From across the table in the coffee shop, the girl asks the boy, “Are you a feminist?”
The second time, at home, over the telephone, the girl asks the boy, “Are you a feminist?”
Both times, he answers: “Yes.”
In history, he genders himself male and all the nouns and pronouns match. But to answer “yes” to the word that starts with the letter “f” means surrender.
It means no power over another. It means no control. A feminist defies dominance. It almost seems like common sense.
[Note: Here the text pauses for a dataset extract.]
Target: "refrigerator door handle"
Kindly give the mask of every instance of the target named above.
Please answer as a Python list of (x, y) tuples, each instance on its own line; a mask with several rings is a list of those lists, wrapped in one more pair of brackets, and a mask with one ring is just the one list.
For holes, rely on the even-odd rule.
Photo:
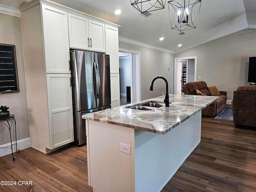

Yet, the world is unequal. The world is violent. Nature is dying. Governments keep lying. And no laws can keep in check a culture of death. Laws exist to substitute the vacuousness of our value system.
Clocks and capitalism stand unmoved, like phallic monuments constructed in the name of progress and condemning the unprivileged to death. This is nothing but slavocracy in modern day disguise. The mainstream flows like a river that sweeps all dissent away. And the puppeteers of the masses produce the entertainment that keeps us on our asses.
There was something before this. This boy is sitting on the shore wondering what it was he came here for. He’s not really sure. He’s never been more unsure and is growing forward and backward at the same time.
That boy who answered “yes” to being a feminist once sat through years of philosophy lectures that catered only to his mind. Lectures that deny the existence of the body or try to separate it in the name of “reason.” Reason. For years, he went about constructing ideas that didn’t apply to anything but the paper he was writing on.
Still, the boy kept writing, until finally, some words began streaking off the page, mixing into life around him. Surrounding him. Melting subject and object into one. Basho wrote haiku this way, they say. He became the thing he was writing about it. He was not separate.
We are not separate. Words to describe this pale when this is actually felt.
So let these bodies be the site of revolution. Of revelation. Revolution, because there has never been one. Revelation, because this strange, patriarchal-arranged way infects all in its path. What will shake the thirst of this beast? Control is passé — let each body sing humble praise.
Let the body sing humble praise. It’s all we have left. It’s time to sing those songs about waking up again. Wake up and shake this waking death. Wake up and live. Wake up because it’s time to begin.